Permanecieron así por unos instantes, y solo después de un profundo silencio, la brillante luz del sol entró por la ventana de Hugo, motivando alegremente tener un desayuno junto a su mamá.
–No me gusta verte llorar, mami. – dijo en entrecortadas lágrimas, sus miradas se cruzaron, y ahora la reconfortante y brillante luz hizo todavía más presencia, inundando por completo el cuarto con un cálido sentimiento. Fue ahí cuando los dos se sintieron de la misma manera –. Vamos a desayunar, ¿sí? Tengo mucha hambre.

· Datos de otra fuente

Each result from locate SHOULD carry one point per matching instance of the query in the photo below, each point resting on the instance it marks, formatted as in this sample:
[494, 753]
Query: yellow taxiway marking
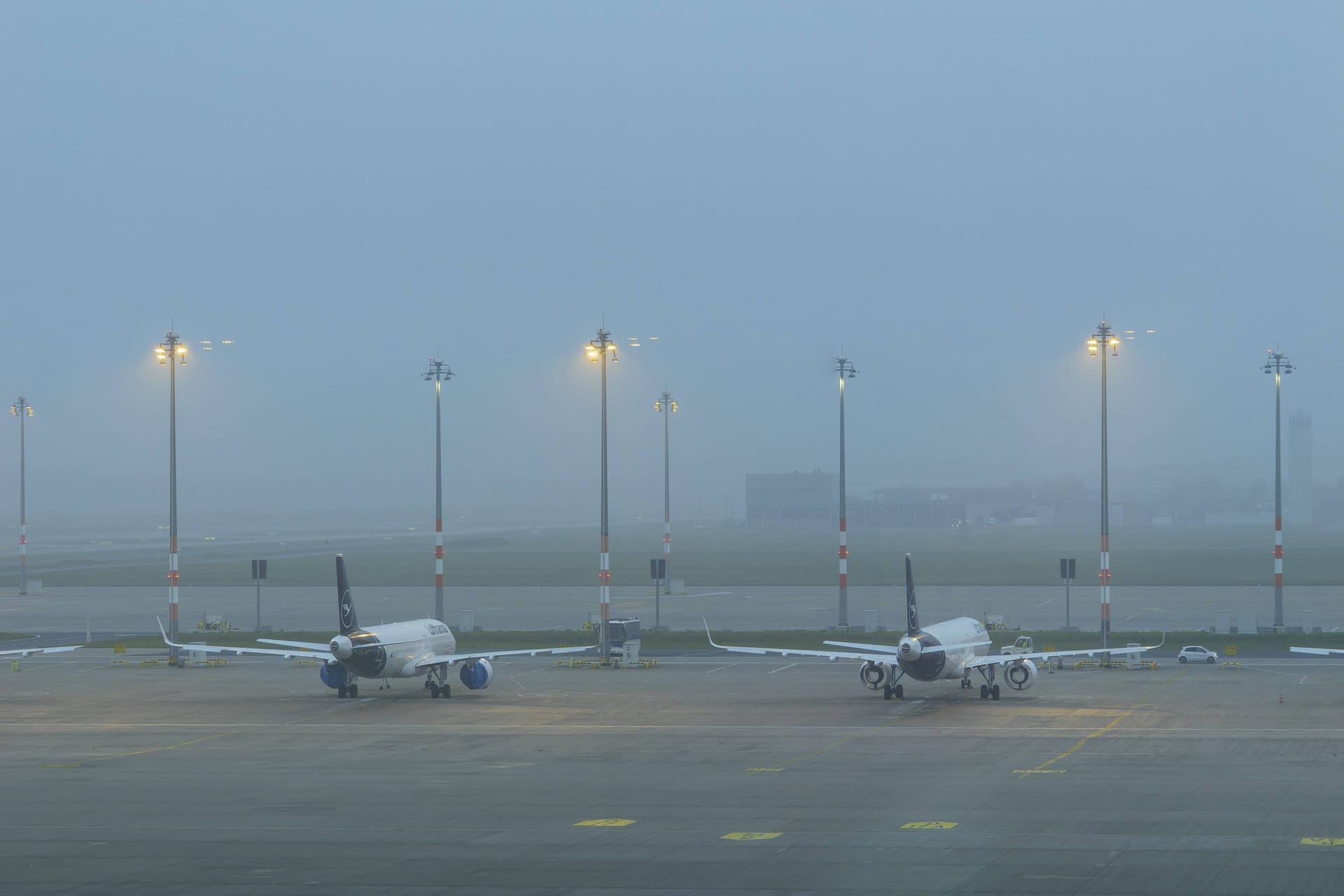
[752, 834]
[1114, 722]
[841, 742]
[134, 752]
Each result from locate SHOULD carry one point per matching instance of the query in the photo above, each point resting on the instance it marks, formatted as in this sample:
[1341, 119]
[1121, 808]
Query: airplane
[949, 649]
[1316, 652]
[29, 650]
[393, 650]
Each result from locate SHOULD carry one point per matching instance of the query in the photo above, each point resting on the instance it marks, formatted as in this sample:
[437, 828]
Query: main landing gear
[441, 687]
[988, 691]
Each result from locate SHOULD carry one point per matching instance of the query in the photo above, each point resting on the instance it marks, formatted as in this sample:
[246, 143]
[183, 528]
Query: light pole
[440, 372]
[844, 367]
[171, 352]
[1277, 365]
[666, 406]
[22, 410]
[1098, 343]
[597, 352]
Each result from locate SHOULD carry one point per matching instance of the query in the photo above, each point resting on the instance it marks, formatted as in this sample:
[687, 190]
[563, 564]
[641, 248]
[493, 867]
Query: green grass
[714, 558]
[790, 638]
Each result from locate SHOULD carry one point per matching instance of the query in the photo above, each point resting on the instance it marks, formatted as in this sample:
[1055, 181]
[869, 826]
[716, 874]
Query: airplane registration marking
[1114, 722]
[752, 834]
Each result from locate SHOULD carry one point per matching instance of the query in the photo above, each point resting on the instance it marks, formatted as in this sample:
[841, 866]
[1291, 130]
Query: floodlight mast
[1278, 365]
[438, 372]
[172, 352]
[844, 367]
[1098, 343]
[667, 407]
[22, 410]
[597, 352]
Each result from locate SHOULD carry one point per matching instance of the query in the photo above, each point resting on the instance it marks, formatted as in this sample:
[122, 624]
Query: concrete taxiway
[710, 774]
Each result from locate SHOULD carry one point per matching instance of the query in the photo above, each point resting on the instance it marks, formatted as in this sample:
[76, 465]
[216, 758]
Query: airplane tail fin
[911, 613]
[344, 603]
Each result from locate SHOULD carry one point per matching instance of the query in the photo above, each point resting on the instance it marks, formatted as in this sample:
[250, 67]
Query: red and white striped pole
[1278, 365]
[438, 371]
[22, 410]
[1104, 339]
[597, 351]
[846, 368]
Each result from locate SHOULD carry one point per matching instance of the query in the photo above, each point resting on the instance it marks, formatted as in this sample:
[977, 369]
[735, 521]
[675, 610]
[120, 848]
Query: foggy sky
[951, 192]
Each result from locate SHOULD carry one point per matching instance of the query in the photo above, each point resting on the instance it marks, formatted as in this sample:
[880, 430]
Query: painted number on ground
[750, 834]
[924, 825]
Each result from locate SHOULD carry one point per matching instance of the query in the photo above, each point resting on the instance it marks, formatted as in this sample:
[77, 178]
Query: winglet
[710, 636]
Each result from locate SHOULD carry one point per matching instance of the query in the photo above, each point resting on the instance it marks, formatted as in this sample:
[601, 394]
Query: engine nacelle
[477, 675]
[874, 675]
[1021, 675]
[334, 675]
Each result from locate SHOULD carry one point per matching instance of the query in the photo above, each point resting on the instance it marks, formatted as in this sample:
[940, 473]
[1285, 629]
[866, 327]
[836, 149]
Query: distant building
[1297, 496]
[793, 500]
[811, 500]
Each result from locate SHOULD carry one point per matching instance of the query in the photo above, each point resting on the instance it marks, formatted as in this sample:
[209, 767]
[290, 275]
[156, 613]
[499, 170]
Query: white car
[1196, 654]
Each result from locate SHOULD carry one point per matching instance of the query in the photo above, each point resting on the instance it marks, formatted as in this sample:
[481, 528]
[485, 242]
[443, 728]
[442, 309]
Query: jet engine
[874, 675]
[334, 675]
[1021, 675]
[477, 675]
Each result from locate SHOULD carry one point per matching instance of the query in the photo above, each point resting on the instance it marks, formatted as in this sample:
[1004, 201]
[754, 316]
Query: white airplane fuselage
[391, 650]
[932, 665]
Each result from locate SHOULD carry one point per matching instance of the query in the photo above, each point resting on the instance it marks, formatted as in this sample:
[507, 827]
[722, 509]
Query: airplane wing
[27, 650]
[489, 654]
[886, 656]
[262, 652]
[1007, 659]
[305, 645]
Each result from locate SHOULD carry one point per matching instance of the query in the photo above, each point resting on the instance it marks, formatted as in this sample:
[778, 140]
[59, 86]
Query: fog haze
[953, 194]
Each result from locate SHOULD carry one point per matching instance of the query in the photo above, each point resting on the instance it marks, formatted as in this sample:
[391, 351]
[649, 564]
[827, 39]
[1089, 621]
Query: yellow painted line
[1101, 731]
[750, 836]
[839, 743]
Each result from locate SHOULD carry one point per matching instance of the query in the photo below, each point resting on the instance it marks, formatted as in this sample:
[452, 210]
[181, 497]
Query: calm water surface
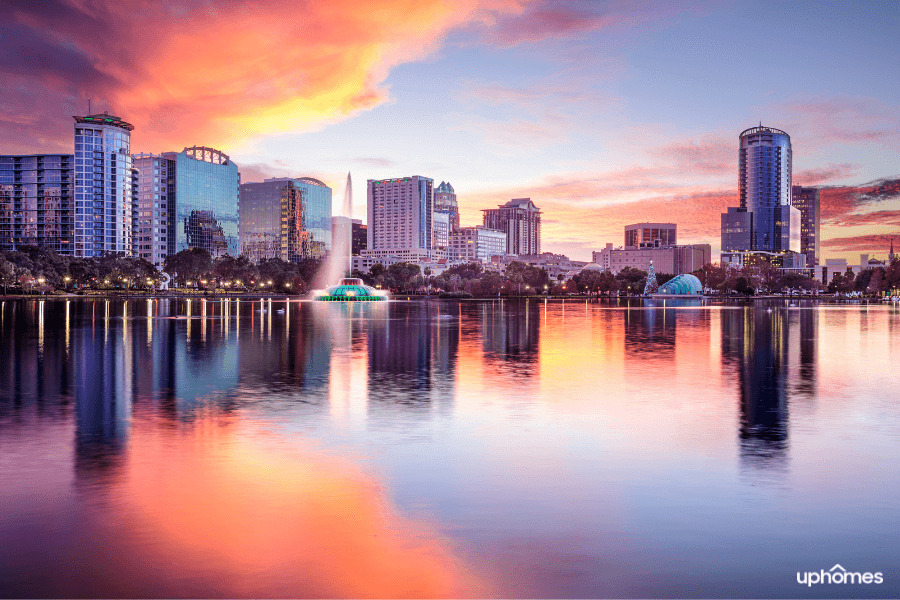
[168, 448]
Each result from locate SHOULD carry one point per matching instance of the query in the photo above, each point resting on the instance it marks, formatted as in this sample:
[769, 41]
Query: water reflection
[202, 447]
[769, 348]
[510, 332]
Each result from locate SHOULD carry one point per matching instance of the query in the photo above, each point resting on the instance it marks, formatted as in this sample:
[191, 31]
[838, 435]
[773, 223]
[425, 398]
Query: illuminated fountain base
[350, 290]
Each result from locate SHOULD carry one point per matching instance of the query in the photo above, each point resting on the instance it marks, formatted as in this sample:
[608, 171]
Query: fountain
[337, 265]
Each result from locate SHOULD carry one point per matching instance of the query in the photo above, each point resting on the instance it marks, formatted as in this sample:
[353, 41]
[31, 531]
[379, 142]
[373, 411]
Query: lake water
[167, 448]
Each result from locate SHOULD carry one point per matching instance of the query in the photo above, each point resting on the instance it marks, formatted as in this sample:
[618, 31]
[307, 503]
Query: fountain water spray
[337, 267]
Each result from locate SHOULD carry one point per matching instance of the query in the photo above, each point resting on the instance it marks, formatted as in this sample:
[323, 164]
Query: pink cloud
[821, 175]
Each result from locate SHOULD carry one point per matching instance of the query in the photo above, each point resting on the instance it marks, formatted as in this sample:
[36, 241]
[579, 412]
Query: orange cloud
[223, 72]
[249, 515]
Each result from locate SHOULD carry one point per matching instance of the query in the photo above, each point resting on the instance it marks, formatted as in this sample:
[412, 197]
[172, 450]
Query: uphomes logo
[837, 575]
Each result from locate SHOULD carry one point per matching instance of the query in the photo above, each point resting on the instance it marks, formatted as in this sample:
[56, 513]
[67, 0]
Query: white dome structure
[682, 285]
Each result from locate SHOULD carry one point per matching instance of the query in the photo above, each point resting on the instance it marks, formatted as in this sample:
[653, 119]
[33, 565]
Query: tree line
[35, 269]
[32, 269]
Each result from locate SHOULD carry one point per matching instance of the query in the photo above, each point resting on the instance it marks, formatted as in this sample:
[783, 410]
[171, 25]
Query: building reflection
[510, 332]
[650, 330]
[284, 349]
[103, 371]
[412, 354]
[35, 373]
[757, 345]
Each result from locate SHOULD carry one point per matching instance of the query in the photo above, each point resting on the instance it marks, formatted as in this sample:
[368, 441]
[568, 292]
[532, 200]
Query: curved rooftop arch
[312, 180]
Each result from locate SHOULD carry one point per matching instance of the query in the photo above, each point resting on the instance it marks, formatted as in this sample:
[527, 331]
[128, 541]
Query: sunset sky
[604, 113]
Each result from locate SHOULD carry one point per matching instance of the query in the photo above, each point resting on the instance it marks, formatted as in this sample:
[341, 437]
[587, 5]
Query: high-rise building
[103, 186]
[764, 178]
[207, 214]
[674, 260]
[316, 215]
[806, 200]
[470, 244]
[442, 229]
[520, 220]
[650, 235]
[154, 226]
[445, 202]
[272, 223]
[37, 202]
[401, 214]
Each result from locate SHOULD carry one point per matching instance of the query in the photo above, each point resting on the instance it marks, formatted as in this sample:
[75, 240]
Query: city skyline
[571, 104]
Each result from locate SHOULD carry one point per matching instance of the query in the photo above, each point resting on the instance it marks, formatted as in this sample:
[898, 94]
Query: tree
[189, 264]
[401, 275]
[7, 273]
[742, 286]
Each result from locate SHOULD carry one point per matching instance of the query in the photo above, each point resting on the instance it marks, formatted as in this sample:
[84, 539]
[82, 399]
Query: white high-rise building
[401, 215]
[103, 185]
[154, 228]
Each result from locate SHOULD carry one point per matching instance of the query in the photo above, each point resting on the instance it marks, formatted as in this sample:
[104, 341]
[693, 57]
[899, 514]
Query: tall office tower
[806, 200]
[650, 235]
[359, 236]
[316, 215]
[36, 201]
[272, 221]
[207, 216]
[400, 214]
[764, 177]
[441, 235]
[445, 202]
[154, 226]
[103, 202]
[477, 244]
[520, 220]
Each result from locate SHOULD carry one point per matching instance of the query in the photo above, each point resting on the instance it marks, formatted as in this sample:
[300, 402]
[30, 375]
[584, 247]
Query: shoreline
[414, 297]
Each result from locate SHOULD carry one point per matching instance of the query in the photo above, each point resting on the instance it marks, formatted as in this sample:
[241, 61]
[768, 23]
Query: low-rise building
[668, 259]
[476, 244]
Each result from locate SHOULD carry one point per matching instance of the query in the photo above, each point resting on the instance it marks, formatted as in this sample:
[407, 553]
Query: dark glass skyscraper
[764, 179]
[445, 202]
[207, 185]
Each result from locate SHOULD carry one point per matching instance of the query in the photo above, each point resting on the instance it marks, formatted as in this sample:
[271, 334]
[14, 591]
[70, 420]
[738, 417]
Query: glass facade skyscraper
[207, 215]
[807, 201]
[103, 186]
[282, 218]
[316, 215]
[37, 202]
[401, 213]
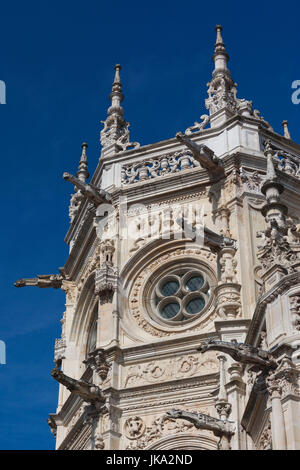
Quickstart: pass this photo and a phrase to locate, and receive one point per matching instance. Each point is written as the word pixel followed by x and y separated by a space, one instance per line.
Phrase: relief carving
pixel 170 369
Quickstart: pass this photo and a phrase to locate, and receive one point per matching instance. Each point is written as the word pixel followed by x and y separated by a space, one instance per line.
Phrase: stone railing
pixel 155 167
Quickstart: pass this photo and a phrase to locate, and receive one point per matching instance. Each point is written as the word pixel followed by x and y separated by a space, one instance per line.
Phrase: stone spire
pixel 114 136
pixel 222 102
pixel 220 56
pixel 274 209
pixel 82 173
pixel 286 131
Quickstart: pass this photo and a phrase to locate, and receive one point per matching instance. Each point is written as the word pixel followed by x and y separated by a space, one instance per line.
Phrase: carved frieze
pixel 135 303
pixel 141 435
pixel 170 369
pixel 160 166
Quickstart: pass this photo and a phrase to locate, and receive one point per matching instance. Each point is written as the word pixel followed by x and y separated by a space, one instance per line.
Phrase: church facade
pixel 182 321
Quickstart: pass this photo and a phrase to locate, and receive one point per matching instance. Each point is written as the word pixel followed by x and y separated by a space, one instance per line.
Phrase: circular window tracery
pixel 180 295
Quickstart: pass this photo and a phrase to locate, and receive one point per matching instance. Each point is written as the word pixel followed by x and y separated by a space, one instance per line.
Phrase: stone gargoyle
pixel 87 391
pixel 203 421
pixel 95 195
pixel 42 280
pixel 240 352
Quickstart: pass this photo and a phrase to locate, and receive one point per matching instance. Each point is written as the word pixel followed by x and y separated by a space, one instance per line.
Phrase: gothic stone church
pixel 182 321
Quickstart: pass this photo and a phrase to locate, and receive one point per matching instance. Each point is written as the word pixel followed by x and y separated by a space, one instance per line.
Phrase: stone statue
pixel 88 392
pixel 42 280
pixel 221 428
pixel 202 153
pixel 240 352
pixel 96 195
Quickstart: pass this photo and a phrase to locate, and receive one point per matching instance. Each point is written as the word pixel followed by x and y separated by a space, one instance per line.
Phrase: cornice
pixel 258 317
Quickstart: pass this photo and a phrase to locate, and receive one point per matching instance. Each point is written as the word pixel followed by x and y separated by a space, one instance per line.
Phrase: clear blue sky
pixel 57 61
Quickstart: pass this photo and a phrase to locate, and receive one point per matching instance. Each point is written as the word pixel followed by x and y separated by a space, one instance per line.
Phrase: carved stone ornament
pixel 160 427
pixel 161 166
pixel 97 360
pixel 134 427
pixel 170 369
pixel 135 299
pixel 265 440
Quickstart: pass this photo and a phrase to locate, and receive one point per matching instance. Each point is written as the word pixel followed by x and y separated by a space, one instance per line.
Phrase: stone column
pixel 277 419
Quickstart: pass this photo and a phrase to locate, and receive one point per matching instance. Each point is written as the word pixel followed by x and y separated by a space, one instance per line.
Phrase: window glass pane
pixel 169 288
pixel 195 283
pixel 170 310
pixel 195 305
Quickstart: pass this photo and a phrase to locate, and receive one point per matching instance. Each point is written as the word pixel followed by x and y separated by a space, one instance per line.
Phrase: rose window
pixel 180 295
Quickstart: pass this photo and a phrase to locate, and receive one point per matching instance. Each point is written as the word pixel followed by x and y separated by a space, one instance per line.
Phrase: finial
pixel 115 134
pixel 269 152
pixel 117 74
pixel 220 56
pixel 286 132
pixel 222 89
pixel 219 30
pixel 82 172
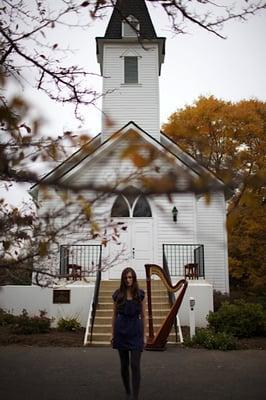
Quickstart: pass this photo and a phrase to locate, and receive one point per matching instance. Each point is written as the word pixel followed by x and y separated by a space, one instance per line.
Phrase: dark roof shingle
pixel 122 10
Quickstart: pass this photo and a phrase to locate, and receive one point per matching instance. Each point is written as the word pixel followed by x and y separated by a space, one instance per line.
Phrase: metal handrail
pixel 96 295
pixel 170 294
pixel 177 256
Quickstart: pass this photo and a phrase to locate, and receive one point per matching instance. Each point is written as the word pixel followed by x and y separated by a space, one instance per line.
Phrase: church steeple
pixel 121 13
pixel 130 55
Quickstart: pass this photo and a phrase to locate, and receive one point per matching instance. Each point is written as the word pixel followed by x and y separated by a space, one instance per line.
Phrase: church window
pixel 120 207
pixel 131 69
pixel 130 27
pixel 132 204
pixel 142 208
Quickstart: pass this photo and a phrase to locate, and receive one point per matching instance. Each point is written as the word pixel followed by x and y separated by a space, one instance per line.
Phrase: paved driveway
pixel 32 373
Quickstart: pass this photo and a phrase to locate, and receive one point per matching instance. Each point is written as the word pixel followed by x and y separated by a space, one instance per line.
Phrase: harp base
pixel 155 347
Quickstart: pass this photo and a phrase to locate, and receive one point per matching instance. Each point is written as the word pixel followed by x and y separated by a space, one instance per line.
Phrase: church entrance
pixel 136 244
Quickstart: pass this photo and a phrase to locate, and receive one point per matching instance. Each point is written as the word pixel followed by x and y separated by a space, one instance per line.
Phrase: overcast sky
pixel 198 63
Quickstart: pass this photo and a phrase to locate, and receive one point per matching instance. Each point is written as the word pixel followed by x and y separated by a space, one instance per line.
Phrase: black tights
pixel 135 369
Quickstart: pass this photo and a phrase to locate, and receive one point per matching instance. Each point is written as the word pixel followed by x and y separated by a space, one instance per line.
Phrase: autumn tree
pixel 230 140
pixel 247 242
pixel 227 138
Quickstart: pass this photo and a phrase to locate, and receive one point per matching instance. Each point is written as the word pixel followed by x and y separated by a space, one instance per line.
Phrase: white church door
pixel 136 242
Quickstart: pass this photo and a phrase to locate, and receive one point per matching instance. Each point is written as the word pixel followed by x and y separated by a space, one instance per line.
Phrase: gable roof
pixel 94 147
pixel 124 8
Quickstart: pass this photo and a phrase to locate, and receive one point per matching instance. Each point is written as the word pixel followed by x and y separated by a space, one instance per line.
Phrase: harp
pixel 158 341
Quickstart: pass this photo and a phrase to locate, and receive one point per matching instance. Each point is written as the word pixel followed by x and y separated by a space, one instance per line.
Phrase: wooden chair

Intentaba olvidar lo sucedido, pero seguía perplejo ante los extraños y confusos sucesos que, recordaba, sucedieron la noche anterior. Una parte de su ser se sentía fascinada por la inusual y majestuosa bestia. Todo lo que tuviera que ver con ella era una forma de romper con lo cotidiano, un precipitado riesgo del cual presumirles a sus amigos cuando regresara a la escuela, además le extasiaba saber que faltaban al menos seis horas para que la noche anunciará el regreso de su padre del trabajo, y eso lo tenía más que contento.
–¿Qué te apetece comer hoy? – mencionó su madre mientras salía de la cocina, un viejo truco al que recurría para consolarlo desde hace tiempo cuando las noches eran difíciles, estaba a punto de responder cuando algo externo exigió repentinamente toda su atención. Era el chirriante hueso color café de su perro Sansón, el desgastado y masticado hueso que usaba la mayor parte del tiempo mientras él estaba en la escuela, una antigua tristeza volvió hacia Hugo. Su querido amigo había desaparecido desde hace una semana.